Were your parents perchance hedgehogs?

Jul 12, 2012 16:24

Two quick letter rants.

Dear pedestrians,

You may have right of way over the scooter I'm test driving.

However, please note that right of way will not fix your ankles if you persist in trying to walk straight out in front of me or even swerving wildly in front of me, do you have a prejudice against walking in a straight line or something? Scooters, even with my slow and careful driving still have a stopping distance, please respect this, it will be safer for us both.

Also pay attention to your surroundings. I do not appreciate being lamped with a random balloon because your oblivious ass decided that walking past me was the perfect time to wave it around

Last but not least? If you see a scooter, this is not a cue for stupid stunts like running at it and sliding through the closing gap between the scooter and a bollard, especially not if there were four places to walk through other than that one and two are closer to you than the one some bright spark apparently had to use. If I'd been going faster than 2mph, the bright spark who pulled that one would have been flattened.
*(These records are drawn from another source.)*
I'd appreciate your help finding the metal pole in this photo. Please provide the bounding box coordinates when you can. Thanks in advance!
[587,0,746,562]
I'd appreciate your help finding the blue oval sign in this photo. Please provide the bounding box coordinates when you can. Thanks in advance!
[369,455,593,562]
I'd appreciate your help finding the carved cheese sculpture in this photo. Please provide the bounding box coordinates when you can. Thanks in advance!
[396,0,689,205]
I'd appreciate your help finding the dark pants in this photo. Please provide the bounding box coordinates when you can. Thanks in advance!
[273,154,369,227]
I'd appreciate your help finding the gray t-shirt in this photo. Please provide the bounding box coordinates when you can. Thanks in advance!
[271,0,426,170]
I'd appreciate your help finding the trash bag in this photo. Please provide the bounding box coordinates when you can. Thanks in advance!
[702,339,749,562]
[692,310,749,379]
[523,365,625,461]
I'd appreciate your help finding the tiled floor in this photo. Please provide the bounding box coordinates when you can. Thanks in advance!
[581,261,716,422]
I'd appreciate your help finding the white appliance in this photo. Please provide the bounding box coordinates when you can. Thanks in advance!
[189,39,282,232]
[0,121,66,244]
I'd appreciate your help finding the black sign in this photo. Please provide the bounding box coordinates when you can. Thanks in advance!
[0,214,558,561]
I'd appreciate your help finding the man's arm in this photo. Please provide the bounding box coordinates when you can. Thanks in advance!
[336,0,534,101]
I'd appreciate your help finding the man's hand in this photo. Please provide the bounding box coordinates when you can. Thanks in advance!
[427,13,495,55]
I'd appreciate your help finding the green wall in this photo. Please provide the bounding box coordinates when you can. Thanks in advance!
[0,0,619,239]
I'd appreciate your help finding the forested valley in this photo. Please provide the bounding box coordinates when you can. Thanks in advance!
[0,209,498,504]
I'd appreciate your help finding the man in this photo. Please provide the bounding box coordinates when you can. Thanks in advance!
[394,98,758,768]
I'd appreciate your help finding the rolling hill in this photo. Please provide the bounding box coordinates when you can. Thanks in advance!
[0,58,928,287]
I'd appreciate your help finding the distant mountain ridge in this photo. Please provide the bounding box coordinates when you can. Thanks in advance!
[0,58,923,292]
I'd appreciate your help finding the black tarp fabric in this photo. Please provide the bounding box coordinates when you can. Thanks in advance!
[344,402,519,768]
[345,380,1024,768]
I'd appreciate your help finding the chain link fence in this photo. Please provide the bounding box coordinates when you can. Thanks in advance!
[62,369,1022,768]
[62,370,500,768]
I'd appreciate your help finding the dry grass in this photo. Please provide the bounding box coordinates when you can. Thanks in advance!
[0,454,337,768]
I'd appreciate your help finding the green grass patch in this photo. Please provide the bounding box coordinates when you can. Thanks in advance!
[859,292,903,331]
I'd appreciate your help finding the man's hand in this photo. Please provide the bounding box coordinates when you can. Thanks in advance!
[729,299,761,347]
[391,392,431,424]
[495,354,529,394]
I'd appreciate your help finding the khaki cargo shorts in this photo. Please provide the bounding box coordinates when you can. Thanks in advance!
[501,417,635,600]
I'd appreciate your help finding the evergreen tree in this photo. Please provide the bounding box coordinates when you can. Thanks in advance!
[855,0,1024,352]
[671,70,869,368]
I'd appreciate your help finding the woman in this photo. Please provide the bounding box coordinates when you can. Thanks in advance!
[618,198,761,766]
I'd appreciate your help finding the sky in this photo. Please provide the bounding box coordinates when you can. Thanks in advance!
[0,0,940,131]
The lady on the scooter who really doesn't want to have an accident.

Dear complete asshole.

I know sometimes people have to park.

However there is nothing about needing part that obliges you to park illegally over the only safe curb cut on the road for twelve fucking hours when there are more than ten carparks within less than a mile of you, one of which was literally three steps from your car!

Thanks for risking the safety of others for a couple of quid in parking fees jackass.